House passes defense bill prohibiting sex changes for soldiers at taxpayer expense

President Joe Biden has not indicated whether he would veto the bill should it pass the Senate.


The House of Representatives passed the annual National Defense Authorization Act (NDAA) with provisions in the bill blocking taxpayer-funded sex change treatments for soldiers.  

The NDAA has been passed annually for over sixty decades and typically receives bipartisan support. However, this year, a number of other provisions by Republicans resulted in the bill being passed just 217-199, with only six Democrats voting in favor. 

Other policies, aside from the provisions blocking taxpayer-funded sex change treatments for military members, included drawing back funding from climate change initiatives in the military as well as well as blocking a Pentagon policy that reimburses miliary personnel to travel out of their state for abortions.  

House Minority Leader Hakeem Jeffries criticized the inclusion of these policies by Republicans, stating, “The extreme MAGA Republicans are not interested in governing… they have hijacked the National Defense Authorization Act in order to jam their extreme right-wing ideology down the throats of the American people." 

“Instead, all they care about is bending the knee to Donald Trump,” Jeffries added when talking to reporters, according to Politico

Additionally, the bill includes measures to reduce the Pentagon's Diversity, Equity, and Inclusion (DEI) programs and climate change efforts. 

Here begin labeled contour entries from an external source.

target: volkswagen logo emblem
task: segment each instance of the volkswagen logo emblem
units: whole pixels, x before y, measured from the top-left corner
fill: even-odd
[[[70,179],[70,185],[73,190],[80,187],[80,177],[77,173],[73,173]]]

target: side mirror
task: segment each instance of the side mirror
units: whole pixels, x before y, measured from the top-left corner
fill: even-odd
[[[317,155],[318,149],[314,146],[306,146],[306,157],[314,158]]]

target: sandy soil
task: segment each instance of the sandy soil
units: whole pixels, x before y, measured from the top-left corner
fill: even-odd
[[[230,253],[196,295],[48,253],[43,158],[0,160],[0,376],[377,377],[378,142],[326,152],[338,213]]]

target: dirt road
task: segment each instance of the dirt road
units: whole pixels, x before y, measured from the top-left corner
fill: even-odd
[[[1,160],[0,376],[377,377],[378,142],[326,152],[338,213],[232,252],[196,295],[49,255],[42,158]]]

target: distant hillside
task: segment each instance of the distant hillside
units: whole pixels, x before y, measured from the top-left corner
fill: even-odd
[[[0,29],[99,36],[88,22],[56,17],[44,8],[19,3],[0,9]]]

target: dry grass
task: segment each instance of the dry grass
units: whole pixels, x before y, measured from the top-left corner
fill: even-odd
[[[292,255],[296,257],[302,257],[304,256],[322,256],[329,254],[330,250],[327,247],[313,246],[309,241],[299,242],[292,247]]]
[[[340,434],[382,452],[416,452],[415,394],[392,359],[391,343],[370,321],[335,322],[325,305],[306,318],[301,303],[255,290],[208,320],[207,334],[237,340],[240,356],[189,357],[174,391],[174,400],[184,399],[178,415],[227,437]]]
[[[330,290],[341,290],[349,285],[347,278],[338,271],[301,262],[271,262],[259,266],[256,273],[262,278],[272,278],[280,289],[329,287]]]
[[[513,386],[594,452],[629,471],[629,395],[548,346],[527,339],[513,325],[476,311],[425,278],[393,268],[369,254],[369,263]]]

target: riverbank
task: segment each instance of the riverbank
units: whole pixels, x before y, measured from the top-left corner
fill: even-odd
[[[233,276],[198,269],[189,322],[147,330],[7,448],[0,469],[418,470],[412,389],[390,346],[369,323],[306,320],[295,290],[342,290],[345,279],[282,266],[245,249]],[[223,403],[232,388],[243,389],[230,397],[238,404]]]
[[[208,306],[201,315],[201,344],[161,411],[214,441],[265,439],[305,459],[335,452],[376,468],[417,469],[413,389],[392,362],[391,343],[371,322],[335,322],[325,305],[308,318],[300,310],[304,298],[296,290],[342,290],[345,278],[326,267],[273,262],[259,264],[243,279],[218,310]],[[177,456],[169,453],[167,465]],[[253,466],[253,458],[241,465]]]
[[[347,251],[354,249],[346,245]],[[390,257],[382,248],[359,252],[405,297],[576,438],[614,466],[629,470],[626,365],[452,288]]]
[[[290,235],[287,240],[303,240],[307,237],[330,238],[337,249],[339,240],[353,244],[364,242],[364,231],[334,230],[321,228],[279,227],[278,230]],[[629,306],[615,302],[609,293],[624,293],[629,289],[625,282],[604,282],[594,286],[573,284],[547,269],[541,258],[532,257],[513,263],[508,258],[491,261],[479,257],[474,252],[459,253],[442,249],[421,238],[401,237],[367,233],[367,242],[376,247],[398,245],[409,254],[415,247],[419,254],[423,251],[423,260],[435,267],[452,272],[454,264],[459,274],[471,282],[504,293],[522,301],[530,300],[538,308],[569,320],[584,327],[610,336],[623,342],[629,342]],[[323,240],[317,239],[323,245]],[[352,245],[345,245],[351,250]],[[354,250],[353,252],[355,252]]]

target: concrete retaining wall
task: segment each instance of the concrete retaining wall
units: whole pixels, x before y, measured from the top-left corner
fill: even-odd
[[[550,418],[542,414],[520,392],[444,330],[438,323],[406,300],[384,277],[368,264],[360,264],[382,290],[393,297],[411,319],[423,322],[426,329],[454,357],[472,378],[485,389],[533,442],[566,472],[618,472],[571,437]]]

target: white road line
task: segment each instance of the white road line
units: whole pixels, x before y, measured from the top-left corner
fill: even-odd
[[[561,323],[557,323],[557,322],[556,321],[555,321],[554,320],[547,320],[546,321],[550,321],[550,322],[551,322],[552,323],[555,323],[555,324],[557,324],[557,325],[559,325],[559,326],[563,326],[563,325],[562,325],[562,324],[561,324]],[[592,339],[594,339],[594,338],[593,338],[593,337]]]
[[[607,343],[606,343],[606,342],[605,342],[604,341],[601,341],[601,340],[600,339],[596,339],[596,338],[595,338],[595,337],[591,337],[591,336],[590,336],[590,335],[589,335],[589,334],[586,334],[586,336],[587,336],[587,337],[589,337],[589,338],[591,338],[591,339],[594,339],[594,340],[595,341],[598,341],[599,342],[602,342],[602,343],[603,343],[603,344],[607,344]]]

The White House condemned the bill, with a spokesperson stating, “Once again House Republicans have chosen to put partisanship over the health and safety of our troops and our national security by including numerous poison pill amendments. This is an unserious effort [that] will never get to the president’s desk. We stand ready to work with Congress on an NDAA that meets the needs of our troops and our national security.” 

President Joe Biden has not indicated whether he would veto the bill should it pass the Senate. Many believe the bill will likely be revised in the Democrat-controlled Senate, but it showcases the type of legislation that could be enacted if Donald Trump wins the presidency and Republicans gain control of both the House and Senate in the upcoming election.